Work life balance is a popular term used for the idea that we need to find time for both work and other aspects of life. Despite our intelligence and our best intentions, we struggle to identify the things that actually matter. We’re always striving for balance, but there never seems to be enough time. Are we wasting our ‘time’, looking for something that doesn’t exist?
The illusion of time.
We see time as an endless succession of moments. A timeline of good, bad, past, present, and future moments. Everything is subject to time, but According to theoretical physicist Carlo Rovelli, time is an illusion that only exists only in our minds.
How can we deny the reality of time?
It takes time to do anything. I needed time to write this blog. You need time to continue reading this blog… It doesn’t matter how much our lives are governed by the same seconds, minutes, hours, days, and weeks, regardless of where we live on the globe, time will never be absolute. Time is relative and our perception of time is actually speeding up, thanks to the over-abundance of technology in our lives.
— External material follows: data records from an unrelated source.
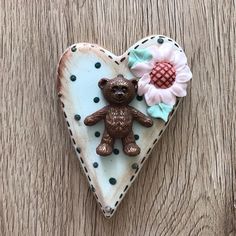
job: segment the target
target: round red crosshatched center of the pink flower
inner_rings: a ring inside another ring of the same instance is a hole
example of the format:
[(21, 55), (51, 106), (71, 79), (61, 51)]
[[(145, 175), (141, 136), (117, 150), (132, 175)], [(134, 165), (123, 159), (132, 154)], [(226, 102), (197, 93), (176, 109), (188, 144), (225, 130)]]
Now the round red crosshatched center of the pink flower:
[(174, 82), (176, 72), (168, 62), (157, 62), (150, 72), (151, 83), (158, 88), (169, 88)]

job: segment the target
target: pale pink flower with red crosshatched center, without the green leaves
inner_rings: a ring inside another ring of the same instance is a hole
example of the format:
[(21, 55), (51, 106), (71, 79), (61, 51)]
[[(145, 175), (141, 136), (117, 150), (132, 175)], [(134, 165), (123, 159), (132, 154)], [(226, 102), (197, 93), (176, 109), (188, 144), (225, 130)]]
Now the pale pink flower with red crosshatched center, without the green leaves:
[(144, 95), (149, 106), (165, 103), (174, 105), (176, 97), (184, 97), (192, 73), (184, 52), (173, 43), (146, 48), (152, 55), (148, 61), (137, 62), (130, 70), (139, 77), (138, 94)]

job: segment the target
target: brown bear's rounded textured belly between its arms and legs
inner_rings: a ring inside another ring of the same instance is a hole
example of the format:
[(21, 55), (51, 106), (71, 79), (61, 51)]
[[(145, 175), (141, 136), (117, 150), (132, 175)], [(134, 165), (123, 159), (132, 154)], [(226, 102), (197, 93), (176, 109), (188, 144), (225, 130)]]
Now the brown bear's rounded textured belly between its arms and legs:
[(123, 138), (132, 130), (132, 115), (127, 108), (111, 108), (105, 126), (112, 137)]

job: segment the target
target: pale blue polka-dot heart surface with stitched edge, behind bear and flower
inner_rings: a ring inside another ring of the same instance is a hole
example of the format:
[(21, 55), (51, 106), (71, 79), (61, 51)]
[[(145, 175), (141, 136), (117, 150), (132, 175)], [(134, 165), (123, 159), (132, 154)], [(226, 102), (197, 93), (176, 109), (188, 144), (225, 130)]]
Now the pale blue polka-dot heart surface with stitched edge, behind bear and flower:
[[(168, 122), (153, 119), (153, 126), (146, 128), (134, 121), (133, 132), (141, 148), (140, 154), (135, 157), (124, 154), (120, 140), (115, 141), (112, 155), (107, 157), (97, 155), (96, 147), (101, 141), (104, 123), (100, 121), (94, 126), (86, 126), (84, 119), (107, 105), (98, 87), (98, 81), (104, 77), (114, 78), (118, 74), (124, 75), (127, 79), (134, 78), (128, 67), (129, 52), (152, 45), (159, 47), (161, 46), (158, 43), (160, 38), (164, 40), (162, 44), (172, 43), (176, 50), (182, 51), (174, 40), (162, 35), (153, 35), (138, 41), (121, 56), (116, 56), (95, 44), (79, 43), (72, 45), (64, 52), (58, 65), (58, 96), (72, 143), (91, 190), (106, 217), (114, 214), (144, 161), (168, 125), (179, 99), (174, 105)], [(144, 98), (137, 96), (130, 105), (147, 115)]]

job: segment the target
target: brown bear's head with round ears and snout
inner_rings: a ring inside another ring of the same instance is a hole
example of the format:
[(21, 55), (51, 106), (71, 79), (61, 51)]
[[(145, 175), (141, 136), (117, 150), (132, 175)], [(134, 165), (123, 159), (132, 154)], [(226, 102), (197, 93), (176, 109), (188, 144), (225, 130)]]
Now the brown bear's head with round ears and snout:
[(118, 75), (113, 79), (103, 78), (98, 82), (103, 96), (110, 104), (128, 105), (135, 97), (138, 81)]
The technology in our lives (social media) also prevents us from being balanced. Mindless scrolling can cause us to lose track of ‘time’ and ‘reality’. We spend our realities comparing our time, reliving our past, anticipating our future… We need to slow our scroll. The more we are focused on the illusions of time (the past & future)—the more we miss the Now.
“Realize deeply that the present moment is all you have. Make the NOW the primary focus of your life.”― Eckhart Tolle
Why do we focus so much on the past and the future? To feed our ego. The stronger our ego, the more time takes over our life until almost every thought we think is then concerned with the past or future instead of the present. Our sense of self (ego) depends on the past for our identity and the future for its fulfillment.
So how do we let go of the ego?
- Stop blaming someone or something for our dissatisfactions.
- Stop focusing on the hundred things that we could have done differently, or may have to do at some future time.
- Focus on the one thing that we can do now.
This doesn’t mean we shouldn’t plan (we love planning)! Planning might just be the only thing we can do now. Just make sure we aren’t re-playing “mental movies” that keep us living in the illusion of time (past or present).
This concept of being present isn’t new. You can find this philosophy explored by the likes of Zoroaster, Laozi, Mahavira, Gautama Buddha, Heraclitus, Parmenides, Jesus, Epictetus, Marcus Aurelius, Rumi, Meister Eckhart, Hafez, Linji Yixuan, Nisargadatta Maharaj, Ralph Waldo Emerson, and Carl Jung… in texts such as the Tao Te Ching, the Bhagavad Gita, the Buddhist texts, the Old Testament, the New Testament.
There are many new world applications of this school of thought as well. Many many ‘nows’ ago, when I was in high school, I worked my first job for McDonalds. During my management training, there was a section on leadership. It was titled ‘Be Here Now’. The lesson was simple, be conscious in the present moment. The simple mantra felt cheesy for me as a 16year old, and quite off-brand for the fast food Goliath, but whoever developed their management training program was woke AF and I bought into it.
Fun Fact: Colleges Ontario officials reviewed the content of McDonald’s management training, ultimately concluding that the various elements (leadership, communication skills, managing and leading teams) were essentially equivalent to a first-year business program. Under the agreement, Ontario colleges recognize that a McDonald’s employee with at least two of four company courses required to become a manager has earned the equivalent of first-year courses in a two- or three-year business diploma. As a result, the manager-in-training could apply to a college and enter a business program in second-year, potentially saving up to $4,500 in tuition.
The idea is timeless;
In order to make time, find balance, and be happy, we must choose to live in the present.
This one decision changes our entire perception of reality. We must continue to make this decision. Again, again, and again. We must avoid living as though some other time (past or future) is more important than the present one, because now is the only time we have.